Aux confins du Vietnam, du Laos et du Cambodge, une longue bande de terre, s’étendant sur 600km du Nord au Sud, compte plus de 50 minorités ethniques, toutes dotées de leurs propres langues et traditions. Il s’agit de plateaux d’une altitude moyenne de 600m, abritant actuellement, pour le seul Vietnam, environ 1,3 millions de membres de ces ethnies. Désignés jusqu’au milieu du XXe siècle par le vocable péjoratif de « Moïs » (« Sauvages »), ceux-ci sont aujourd’hui plus volontiers appelés « Montagnards ».
D’ethnie en ethnie, langues et coutumes diffèrent, mais décor et organisation sociale sont communes. Toutes ont pour cadre de vie la forêt, qui couvre les sommets (jusquà 2000m) comme les plaines arrosées par les affluents du Mékong. Pour dégager les zones nécessaires à la culture du riz paddy, les Montagnards pratiquent l’essartage (défrichement par brûlis et jachère forestière) : ils « mangent la forêt », comme l’a poétiquemet énoncé Georges Condominas. Du fait de cette limitation de l’espace par un monde végétal prédominant, le village est l’entité sociale la plus adaptée, au-dessus de laquelle n’existe pas de structure hiérarchisée.
Intéragissant beaucoup entre eux, les Montagnards ont toujours eu des contacts plus limités avec les populations vietnamiennes, qui les regardèrent d’ailleurs longtemps d’un œil intrigué. Bien avant les colons français, les prêtres de la Société des Missions étrangères de Paris (MEP) ont été les premiers occidentaux à venir à leur rencontre, à partir de 1849. A l’exception de la mission bahnar développée dans la région de Kontum, les « missions des Hauts-Plateaux » demeurèrent toutefois modestes jusqu’à la seconde Guerre mondiale.
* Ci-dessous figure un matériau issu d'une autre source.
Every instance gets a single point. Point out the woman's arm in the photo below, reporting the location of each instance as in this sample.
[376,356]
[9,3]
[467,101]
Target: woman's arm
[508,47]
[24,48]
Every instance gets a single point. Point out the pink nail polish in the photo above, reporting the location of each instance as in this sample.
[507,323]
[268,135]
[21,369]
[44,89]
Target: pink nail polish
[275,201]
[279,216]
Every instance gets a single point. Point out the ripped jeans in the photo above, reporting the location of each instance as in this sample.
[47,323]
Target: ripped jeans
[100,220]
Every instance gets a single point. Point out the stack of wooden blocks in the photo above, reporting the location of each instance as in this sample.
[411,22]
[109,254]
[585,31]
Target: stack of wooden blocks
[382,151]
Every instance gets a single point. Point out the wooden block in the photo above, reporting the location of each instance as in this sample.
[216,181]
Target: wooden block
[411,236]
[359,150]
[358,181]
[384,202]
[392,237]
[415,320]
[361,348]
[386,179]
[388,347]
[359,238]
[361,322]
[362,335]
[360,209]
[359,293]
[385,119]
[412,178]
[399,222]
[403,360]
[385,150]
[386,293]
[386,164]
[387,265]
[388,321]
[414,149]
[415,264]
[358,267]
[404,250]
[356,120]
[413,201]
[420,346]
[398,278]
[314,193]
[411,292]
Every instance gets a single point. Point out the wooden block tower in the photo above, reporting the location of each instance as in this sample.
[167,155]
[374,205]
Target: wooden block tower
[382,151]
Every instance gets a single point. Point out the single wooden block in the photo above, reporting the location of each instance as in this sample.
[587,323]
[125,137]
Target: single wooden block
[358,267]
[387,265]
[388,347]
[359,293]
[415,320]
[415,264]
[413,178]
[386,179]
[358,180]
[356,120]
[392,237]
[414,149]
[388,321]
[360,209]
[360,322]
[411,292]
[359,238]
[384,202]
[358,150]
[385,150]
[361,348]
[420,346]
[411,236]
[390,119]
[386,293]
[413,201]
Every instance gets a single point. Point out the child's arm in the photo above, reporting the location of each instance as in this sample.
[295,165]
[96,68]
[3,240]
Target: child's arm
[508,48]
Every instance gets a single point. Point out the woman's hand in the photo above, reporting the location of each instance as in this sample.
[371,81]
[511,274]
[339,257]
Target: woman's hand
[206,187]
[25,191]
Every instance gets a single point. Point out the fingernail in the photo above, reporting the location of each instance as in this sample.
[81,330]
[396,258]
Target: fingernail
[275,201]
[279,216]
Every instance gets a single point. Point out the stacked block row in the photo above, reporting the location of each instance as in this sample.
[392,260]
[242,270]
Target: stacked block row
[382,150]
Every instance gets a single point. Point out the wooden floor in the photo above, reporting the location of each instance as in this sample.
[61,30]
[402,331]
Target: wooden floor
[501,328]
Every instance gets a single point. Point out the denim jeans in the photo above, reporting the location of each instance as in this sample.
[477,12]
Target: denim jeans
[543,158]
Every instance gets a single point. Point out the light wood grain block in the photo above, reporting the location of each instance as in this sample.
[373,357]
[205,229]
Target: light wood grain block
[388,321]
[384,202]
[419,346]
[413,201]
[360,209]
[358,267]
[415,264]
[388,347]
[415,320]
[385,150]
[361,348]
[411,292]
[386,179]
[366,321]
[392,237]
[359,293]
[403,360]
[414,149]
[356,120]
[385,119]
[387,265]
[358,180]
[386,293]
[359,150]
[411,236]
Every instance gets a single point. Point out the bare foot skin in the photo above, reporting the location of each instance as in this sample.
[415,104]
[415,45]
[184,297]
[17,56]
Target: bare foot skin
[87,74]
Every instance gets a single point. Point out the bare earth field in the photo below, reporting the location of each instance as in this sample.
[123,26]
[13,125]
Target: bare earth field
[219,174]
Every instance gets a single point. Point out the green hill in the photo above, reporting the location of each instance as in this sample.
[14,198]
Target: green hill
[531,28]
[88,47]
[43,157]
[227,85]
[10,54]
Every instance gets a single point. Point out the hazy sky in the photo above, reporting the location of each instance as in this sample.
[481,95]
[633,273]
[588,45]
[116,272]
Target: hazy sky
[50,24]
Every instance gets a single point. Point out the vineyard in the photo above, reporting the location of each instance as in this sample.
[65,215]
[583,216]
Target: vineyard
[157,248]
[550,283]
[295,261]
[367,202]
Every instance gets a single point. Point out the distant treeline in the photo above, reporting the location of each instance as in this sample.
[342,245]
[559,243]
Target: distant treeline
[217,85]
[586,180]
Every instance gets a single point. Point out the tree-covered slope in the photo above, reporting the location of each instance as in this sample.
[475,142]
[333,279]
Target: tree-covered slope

C’est dans ce contexte qu’arrive en 1946 le jeune missionnaire Jacques Dournes, envoyé par l’évêque de Saïgon pour partager la vie de l’ethnie sré, au sud de Dalat. Dix ans plus tard, le P. Dournes changera de mission pour s’installer plus au nord, auprès de la grande ethnie des Jörai (env. 320 000 membres), qui restera jusqu’à sa mort l’objet principal de son affection et des ses études.

Montagnard parmi les Montagnards : 25 ans d’ethnologie totale
Comme tout prêtre des MEP arrivant dans un pays de mission qu’il n’a pas choisi, le P. Dournes n’a préalablement été doté d’aucune formation dédiée. Pourtant, c’est par deux reprises (en 1946 à Kala chez les Sré et en 1955 à Cheo Reo chez les Jörai) qu’il doit s’immerger, seul, dans un univers jusqu’alors peu perméable aux influences coloniales et ecclésiales. Ce jeune urbain de 24 ans arrive dans son premier poste avec une valise de livres et une machine à écrire pour seuls objets d’importation. Les premières semaines sont dédiées à la construction de sa hutte-chapelle en bambou local. La nourriture est celle que lui partagent les quelques familles qui ouvrent leur intérieur à cet étranger qu’elles n’ont pas appelé.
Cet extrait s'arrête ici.